With the coronavirus shifting the traditional workplace to remote work and posing a variety of challenges, both the city and campus have developed virtual work strategies that may carry on into the future.
Although campus already had systems in place to manage remote work prior to the pandemic, according to campus Chief People and Culture Officer Eugene Whitlock, expanding those systems to manage the entire campus workforce was a major challenge.
“We already had people working remotely before this all happened,” Whitlock said. “We had sample agreements to use for people who were telecommuting; we had processes in place. But to do it on this scale — that’s a bit of a different question.”
Whitlock added that the increased workload and varying work setups were additional challenges for the campus workforce. Early in the pandemic, the campus ergonomics team worked extensively with employees to ensure they had the equipment and work environment necessary to continue working effectively.
However, the challenges of working in a home environment went beyond ergonomics, according to Whitlock, with many employees needing to work while having children at home who were also attending online classes. Morale surveys during the pandemic show that campus workers are suffering from burnout, he added, with the logistical challenges and new policies resulting from the pandemic expanding workloads.
“The workload has increased by almost 50%,” Whitlock said. “People are just exhausted.”
Employees of the city of Berkeley have faced similar challenges in adapting to a virtual work environment, including juggling work and childcare, lack of access to ergonomics and new duties in response to the pandemic, according to an October 2020 summary report on COVID-19 response prepared by the city Emergency Operations Center.

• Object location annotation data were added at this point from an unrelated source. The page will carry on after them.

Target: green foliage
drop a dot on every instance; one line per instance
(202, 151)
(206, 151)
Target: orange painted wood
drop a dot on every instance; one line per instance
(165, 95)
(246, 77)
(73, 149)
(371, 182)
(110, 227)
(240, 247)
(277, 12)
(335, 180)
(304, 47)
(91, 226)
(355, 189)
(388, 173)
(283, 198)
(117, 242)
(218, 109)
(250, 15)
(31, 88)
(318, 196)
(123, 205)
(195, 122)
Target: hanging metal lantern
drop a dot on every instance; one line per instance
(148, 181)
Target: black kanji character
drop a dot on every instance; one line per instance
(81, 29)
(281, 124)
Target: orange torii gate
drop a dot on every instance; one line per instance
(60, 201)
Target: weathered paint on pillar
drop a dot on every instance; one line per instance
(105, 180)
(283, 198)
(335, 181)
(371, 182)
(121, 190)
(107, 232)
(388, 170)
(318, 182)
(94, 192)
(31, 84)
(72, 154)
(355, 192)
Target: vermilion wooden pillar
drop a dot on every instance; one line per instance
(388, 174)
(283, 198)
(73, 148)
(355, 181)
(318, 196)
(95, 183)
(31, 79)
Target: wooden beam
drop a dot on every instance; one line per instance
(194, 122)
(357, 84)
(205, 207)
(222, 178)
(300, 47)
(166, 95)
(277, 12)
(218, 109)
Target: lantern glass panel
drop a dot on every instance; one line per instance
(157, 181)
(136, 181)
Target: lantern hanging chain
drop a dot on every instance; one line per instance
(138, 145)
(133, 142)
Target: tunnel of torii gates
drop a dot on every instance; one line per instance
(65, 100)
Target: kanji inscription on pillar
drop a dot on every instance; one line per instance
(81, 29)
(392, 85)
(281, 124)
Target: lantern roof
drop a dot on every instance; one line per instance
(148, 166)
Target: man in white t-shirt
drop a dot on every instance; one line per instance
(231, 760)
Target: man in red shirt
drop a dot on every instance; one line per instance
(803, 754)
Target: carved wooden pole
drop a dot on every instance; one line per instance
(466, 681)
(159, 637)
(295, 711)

According to Keith May, Berkeley assistant fire chief and secretary for the Disaster and Fire Safety Commission, the onset of the pandemic led to a decrease in the number of active city commissions, with many commissions halting meetings altogether.
The commissions that continued meeting, such as the Disaster and Fire Safety Commission, faced a variety of logistical challenges, including ensuring that all commissioners had access to computers and figuring out how to use Zoom to mimic the setup of in-person meetings.
Despite initial challenges, May added that the ultimate success of the transition and the efficacy of virtual meetings will set a precedent for the city of Berkeley moving forward.
“For me, that’s a huge lesson — that we can transition quickly and potentially continue in a virtual world,” May said.
There are many potential benefits of continuing with virtual work as an option, according to May, especially for community members who may have a hard time attending in-person meetings.
According to the city COVID-19 response report, other positive effects of the shift to a virtual work environment include the integration of new technologies, increased flexibility for workers and more frequent meetings among the city’s senior leadership, which prompted a forum to discuss the challenges of the pandemic and share the best practices.
The shift to remote work has also set new precedents for campus, Whitlock said. Even when the pandemic ends, he noted, the “virtual work culture” it gave rise to will continue into the future.
“This remote work experiment is definitely a silver lining out of the pandemic. It would have been really hard to convince people ‘let’s give it a try,’ ” Whitlock said. “Now that we know that we can do it, it’s going to be a huge boon to individual employees, and I think also to UC as an employer, to say we are a workplace with flexible hours and flexible work locations.”